Michael Steele's surprise reelection bid complicates life for GOP

Republican Party chairman Michael Steele says he's running for reelection. Steele cites big GOP wins in the midterm elections, but his critics argue that gains could have been bigger without him.

Cliff Owen/AP
In this Nov. 2, 2010 file photo, Republican National Committee Chairman Michael Steele speaks in Washington. Steele announced that he'll seek re-election to the two-year post as several challengers line up to try to succeed him.

That giant groaning sound you hear is Republicans reacting to the surprise news that Michael Steele is running for reelection as chairman of the Republican National Committee.

But not all Republicans. Mr. Steele, whose two-year tenure has been marked by mismanagement, gaffes, and fundraising woes, does have his allies among the RNC’s 168 committee members – the group that will decide his fate next month. After all, he just presided over the biggest net gain in House seats for either party since the 1940s: 63 seats. The Republicans also gained seats in the Senate and are in strong position to take control of that body in two years. In state legislatures, the GOP gained more than 675 seats, far more than in the landslide of 1994.

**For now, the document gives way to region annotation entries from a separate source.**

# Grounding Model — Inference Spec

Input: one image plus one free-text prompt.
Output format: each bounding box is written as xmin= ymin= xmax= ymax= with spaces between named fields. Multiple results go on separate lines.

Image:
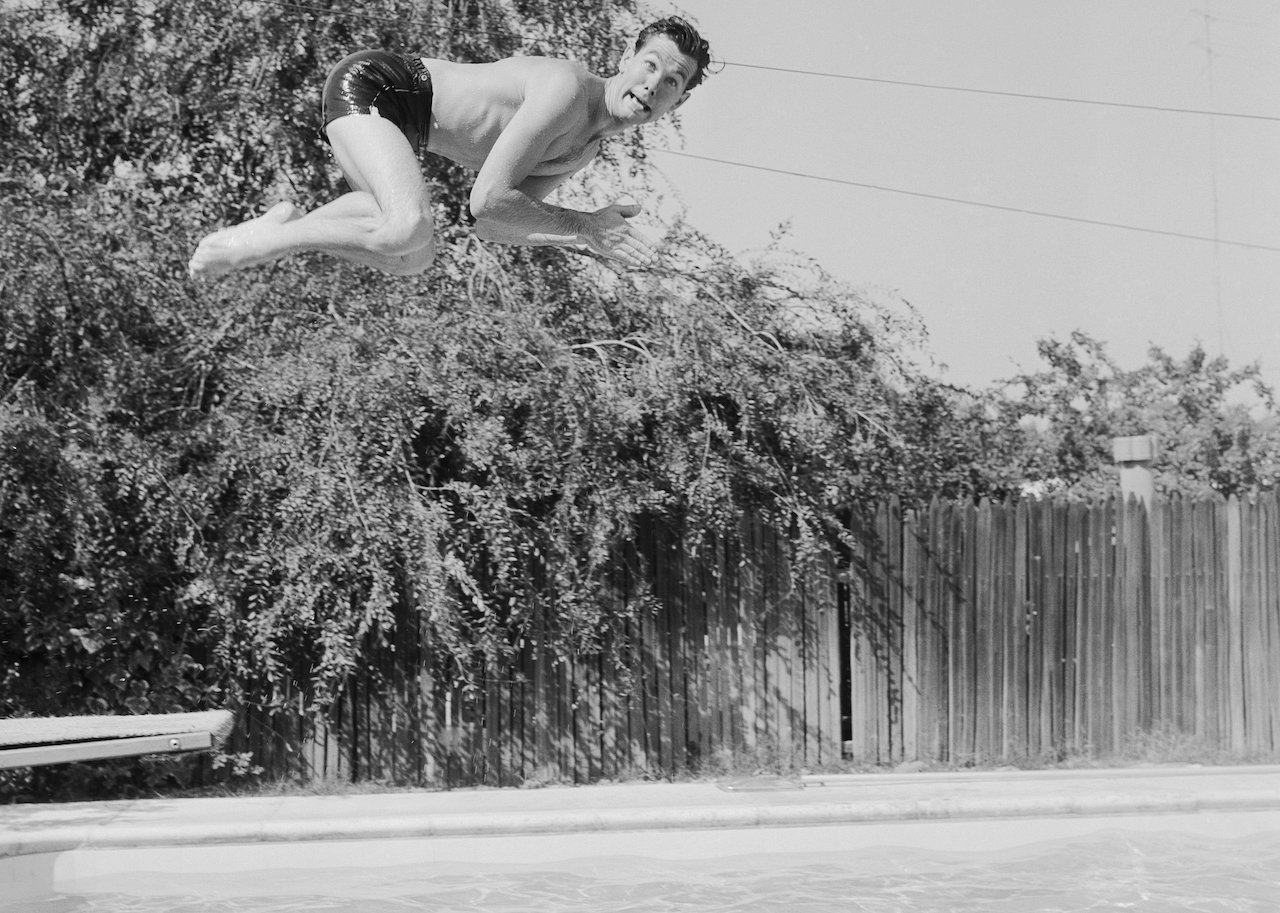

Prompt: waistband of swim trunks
xmin=404 ymin=56 xmax=431 ymax=88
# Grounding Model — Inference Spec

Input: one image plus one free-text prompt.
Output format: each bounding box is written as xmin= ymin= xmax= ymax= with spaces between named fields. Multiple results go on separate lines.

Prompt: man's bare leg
xmin=188 ymin=115 xmax=435 ymax=277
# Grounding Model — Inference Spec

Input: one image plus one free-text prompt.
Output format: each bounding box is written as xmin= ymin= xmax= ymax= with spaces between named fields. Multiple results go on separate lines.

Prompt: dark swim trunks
xmin=320 ymin=51 xmax=431 ymax=152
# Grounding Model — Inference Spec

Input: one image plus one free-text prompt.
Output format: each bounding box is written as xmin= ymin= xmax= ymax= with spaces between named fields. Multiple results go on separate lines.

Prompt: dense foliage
xmin=0 ymin=0 xmax=1275 ymax=788
xmin=993 ymin=332 xmax=1280 ymax=497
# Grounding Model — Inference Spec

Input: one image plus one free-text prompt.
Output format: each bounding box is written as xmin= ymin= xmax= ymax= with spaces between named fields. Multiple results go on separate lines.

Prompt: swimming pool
xmin=0 ymin=773 xmax=1280 ymax=913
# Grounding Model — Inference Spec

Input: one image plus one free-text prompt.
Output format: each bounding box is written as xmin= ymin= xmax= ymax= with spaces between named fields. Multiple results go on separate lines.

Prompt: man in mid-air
xmin=188 ymin=17 xmax=710 ymax=277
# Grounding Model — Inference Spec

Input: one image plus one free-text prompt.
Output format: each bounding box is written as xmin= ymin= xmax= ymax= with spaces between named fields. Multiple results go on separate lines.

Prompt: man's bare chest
xmin=538 ymin=137 xmax=600 ymax=174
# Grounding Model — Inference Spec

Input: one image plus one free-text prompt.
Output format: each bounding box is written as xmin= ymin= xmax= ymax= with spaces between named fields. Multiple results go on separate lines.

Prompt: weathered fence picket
xmin=234 ymin=493 xmax=1280 ymax=785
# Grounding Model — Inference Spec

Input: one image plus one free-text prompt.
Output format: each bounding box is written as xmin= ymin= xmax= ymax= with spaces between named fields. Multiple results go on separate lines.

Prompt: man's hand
xmin=582 ymin=202 xmax=658 ymax=266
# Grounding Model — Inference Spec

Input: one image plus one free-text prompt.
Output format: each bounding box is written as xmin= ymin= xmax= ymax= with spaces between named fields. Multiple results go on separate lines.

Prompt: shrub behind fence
xmin=232 ymin=493 xmax=1280 ymax=785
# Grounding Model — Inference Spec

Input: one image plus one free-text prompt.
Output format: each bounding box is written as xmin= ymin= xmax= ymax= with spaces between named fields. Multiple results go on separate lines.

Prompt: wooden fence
xmin=238 ymin=493 xmax=1280 ymax=785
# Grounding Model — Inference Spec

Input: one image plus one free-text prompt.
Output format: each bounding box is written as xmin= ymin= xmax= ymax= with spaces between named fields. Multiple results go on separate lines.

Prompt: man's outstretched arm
xmin=471 ymin=72 xmax=654 ymax=266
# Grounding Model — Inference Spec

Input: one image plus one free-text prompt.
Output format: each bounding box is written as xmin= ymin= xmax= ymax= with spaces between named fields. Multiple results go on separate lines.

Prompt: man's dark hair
xmin=636 ymin=15 xmax=712 ymax=92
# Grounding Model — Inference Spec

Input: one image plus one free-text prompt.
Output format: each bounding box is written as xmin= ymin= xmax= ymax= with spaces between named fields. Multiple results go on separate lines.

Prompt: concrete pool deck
xmin=0 ymin=766 xmax=1280 ymax=858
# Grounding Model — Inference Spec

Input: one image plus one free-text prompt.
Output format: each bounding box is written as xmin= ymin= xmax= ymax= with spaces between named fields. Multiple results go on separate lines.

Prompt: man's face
xmin=617 ymin=35 xmax=698 ymax=124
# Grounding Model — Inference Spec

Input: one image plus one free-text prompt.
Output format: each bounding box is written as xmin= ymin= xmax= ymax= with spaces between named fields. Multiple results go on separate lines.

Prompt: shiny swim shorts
xmin=320 ymin=51 xmax=433 ymax=152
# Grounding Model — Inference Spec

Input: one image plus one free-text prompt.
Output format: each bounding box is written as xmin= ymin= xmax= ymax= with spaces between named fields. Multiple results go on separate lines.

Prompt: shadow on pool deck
xmin=0 ymin=766 xmax=1280 ymax=857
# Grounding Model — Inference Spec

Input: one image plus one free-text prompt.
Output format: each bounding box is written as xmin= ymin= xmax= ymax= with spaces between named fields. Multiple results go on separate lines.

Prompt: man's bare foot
xmin=187 ymin=200 xmax=302 ymax=278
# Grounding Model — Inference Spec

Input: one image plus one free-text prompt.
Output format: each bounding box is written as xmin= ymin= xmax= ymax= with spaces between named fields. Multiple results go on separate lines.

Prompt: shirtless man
xmin=188 ymin=18 xmax=710 ymax=277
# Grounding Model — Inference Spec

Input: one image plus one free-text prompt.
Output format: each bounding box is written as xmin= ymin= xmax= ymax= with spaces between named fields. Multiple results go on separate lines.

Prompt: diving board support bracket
xmin=0 ymin=732 xmax=214 ymax=770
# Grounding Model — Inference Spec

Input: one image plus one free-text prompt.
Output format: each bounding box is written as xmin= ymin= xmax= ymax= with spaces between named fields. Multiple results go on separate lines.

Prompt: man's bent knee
xmin=390 ymin=236 xmax=435 ymax=275
xmin=369 ymin=211 xmax=435 ymax=258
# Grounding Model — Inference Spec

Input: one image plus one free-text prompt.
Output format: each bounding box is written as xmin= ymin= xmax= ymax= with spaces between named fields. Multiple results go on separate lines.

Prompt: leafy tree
xmin=1002 ymin=332 xmax=1280 ymax=496
xmin=0 ymin=0 xmax=1007 ymax=793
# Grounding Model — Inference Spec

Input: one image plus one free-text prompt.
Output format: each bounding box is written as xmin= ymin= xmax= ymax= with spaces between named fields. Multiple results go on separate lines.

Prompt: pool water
xmin=12 ymin=825 xmax=1280 ymax=913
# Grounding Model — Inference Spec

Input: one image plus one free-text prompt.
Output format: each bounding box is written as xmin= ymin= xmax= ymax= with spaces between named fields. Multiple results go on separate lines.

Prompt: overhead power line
xmin=722 ymin=60 xmax=1280 ymax=120
xmin=247 ymin=0 xmax=1280 ymax=122
xmin=653 ymin=149 xmax=1280 ymax=254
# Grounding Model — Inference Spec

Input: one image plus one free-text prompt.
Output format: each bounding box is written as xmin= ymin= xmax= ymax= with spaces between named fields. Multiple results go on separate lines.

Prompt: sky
xmin=650 ymin=0 xmax=1280 ymax=388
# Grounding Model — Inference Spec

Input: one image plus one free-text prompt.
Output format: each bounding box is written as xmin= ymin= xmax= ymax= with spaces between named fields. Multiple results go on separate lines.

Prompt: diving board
xmin=0 ymin=711 xmax=234 ymax=770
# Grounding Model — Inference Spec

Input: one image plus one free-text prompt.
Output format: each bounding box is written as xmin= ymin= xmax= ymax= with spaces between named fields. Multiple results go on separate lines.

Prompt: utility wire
xmin=653 ymin=149 xmax=1280 ymax=254
xmin=259 ymin=0 xmax=1280 ymax=122
xmin=722 ymin=60 xmax=1280 ymax=122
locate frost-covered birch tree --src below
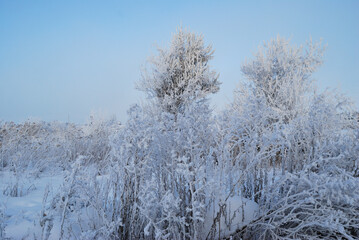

“Most importantly, Steele wins,” Idaho GOP chairman Norm Semanko said in a statement of support. He characterized Steele’s problems as a conflict with the establishment wing of the Republican Party.

Steele, too, put forward his party’s winning electoral record as he wooed RNC members.

“I come to my bosses with a record that only you can judge, based upon directions you made clear to me from the very beginning,” Steele said in a message Monday night.

Steele acknowledged he had “stumbled along the way,” but said that he had accounted for his shortcomings. “No excuses. No lies. No hidden agenda,” he said.

The chairman’s critics argue that the Republican Party succeeded in 2010 in spite of Steele – and could have won even more congressional seats if the RNC had been firing on all cylinders. Outside groups were able to take up some of the slack, but as the 2012 presidential race launches, a fully functional RNC is essential, they add.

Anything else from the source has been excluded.